Он хотел крикнуть: «Дура! Ты что, всё это на полном серьезе приняла? Ну, ты, мать, даешь, я с тебя фигею!» – но понял, что это будет полная капитуляция, сдача и гибель.
Тогда он попробовал погладить ее по голове, по бархатной, мягкой, как цигейка, короткой темно-русой шерстке. Чисто по-дружески, на прощанье.
Но она не далась.
«Мой час настал, да!»
Мне приснилось, что меня уговорили спеть.
В опере. В «Тоске». Партию Каварадосси.
Я долго объясняю, что петь не умею, привожу в доказательство рассказ «Слава Ивана Козловского», но дирижер – седой старик во фраке, и режиссер – дама средних лет в джинсах и драной майке, – убеждают меня двумя доводами. Во-первых, я их старый друг и должен их выручить. Во-вторых, это все фигня вопрос, ничего особо сложного, мне даже понравится.
Я соглашаюсь. Но не разучиваю партию, а думаю, что как-то оно само выйдет – мне же сказали, что фигня вопрос.
Вдруг меня зовет дирижер и говорит:
– Давай-ка сделаем прогончик. Вечером спектакль.
Я говорю:
– Что, я прямо так вот должен петь?
– Да, ты же согласился!
– А под фанеру нельзя?
– Ты с ума сошел, это же серьезный театр!

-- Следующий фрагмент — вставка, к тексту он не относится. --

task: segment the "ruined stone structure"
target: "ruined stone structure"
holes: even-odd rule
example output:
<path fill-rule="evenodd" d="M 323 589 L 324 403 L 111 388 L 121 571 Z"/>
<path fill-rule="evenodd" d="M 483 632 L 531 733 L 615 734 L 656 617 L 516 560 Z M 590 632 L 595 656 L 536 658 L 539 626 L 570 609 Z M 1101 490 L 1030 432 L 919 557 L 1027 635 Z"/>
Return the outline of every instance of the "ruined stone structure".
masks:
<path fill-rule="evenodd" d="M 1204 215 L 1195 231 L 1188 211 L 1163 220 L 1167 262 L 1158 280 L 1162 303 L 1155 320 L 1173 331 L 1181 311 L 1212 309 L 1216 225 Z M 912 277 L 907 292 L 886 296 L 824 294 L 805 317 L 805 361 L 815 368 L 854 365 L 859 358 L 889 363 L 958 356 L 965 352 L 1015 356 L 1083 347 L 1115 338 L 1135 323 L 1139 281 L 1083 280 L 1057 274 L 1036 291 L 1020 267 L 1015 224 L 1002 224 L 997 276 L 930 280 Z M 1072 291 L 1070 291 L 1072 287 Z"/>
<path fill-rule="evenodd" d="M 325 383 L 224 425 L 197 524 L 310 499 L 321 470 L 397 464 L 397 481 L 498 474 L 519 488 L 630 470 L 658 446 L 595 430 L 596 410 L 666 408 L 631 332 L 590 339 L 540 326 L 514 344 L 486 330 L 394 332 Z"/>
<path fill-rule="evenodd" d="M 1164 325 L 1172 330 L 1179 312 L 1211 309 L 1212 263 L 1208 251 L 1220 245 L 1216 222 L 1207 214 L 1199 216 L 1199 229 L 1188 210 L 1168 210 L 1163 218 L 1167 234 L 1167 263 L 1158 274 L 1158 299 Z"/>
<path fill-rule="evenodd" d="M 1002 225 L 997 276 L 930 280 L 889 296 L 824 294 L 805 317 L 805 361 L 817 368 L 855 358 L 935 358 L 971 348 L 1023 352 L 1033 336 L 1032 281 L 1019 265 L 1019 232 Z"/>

– А давай тогда караоке, а?
– Эх, – говорит дирижер. – Что ж ты раньше-то не сказал? Я бы заказал караоке, а сейчас всё, тю-тю, проехали.
– А слова? – спрашиваю я. – Можно я буду держать в руке листочек со словами?
– Ну ты вообще! – говорит он. – Все впечатление испортишь! Ты пой хоть что-нибудь, так, примерно… Ты вообще-то «Тоску» слушал? Знаешь, о чем там речь? Вот и вперед, не робей, главное дело.
Я понимаю, что мне придется по-настоящему петь.
От этого у меня вдруг начинает болеть горло. Я убегаю со сцены и натыкаюсь на режиссершу в драной футболке. Говорю:
– У меня горло болит!
– Ну и что? – говорит она. – Подумаешь!
Я убегаю от нее и прибегаю в кабинет врача. Там сидит старушка в белом халате, похожая на мою бабушку Аню, мамину маму. Я показываю ей горло и говорю:
– Вот скажите, могу я петь целую оперу, главную партию?
– Да, можешь, – говорит она, – но после этого тебе придется ровно десять лет молчать. Ни слова не говорить, и полоскать горло теплым молоком.
Я думаю – ага, а лет мне сейчас сколько? И чтобы, значит, десять лет молчать? До глубокой старости?
– Фигушки вам! – Это я уже говорю режиссерше и дирижеру. Но чувствую, что они сейчас начнут меня уговаривать, и боюсь, что опять соглашусь.
Просыпаюсь, чтобы попить воды.
У меня прекрасное настроение! Петь не надо. И тем более не надо падать на пол в виде расстрелянного Каварадосси. Ура!
Двадцать третья попытка
Была зима, был вечер, и вдруг захотелось ей позвонить, и прямо сразу пригласить в кафе. И чтобы она сразу согласилась – не долго думая и ничему не удивляясь. Встретиться в центре, на красивой предновогодней улице, потом зайти в хорошее место, выбрать столик, заказать что-нибудь особенно вкусное и необычное, выпить вина… а потом… а потом все получится само собой.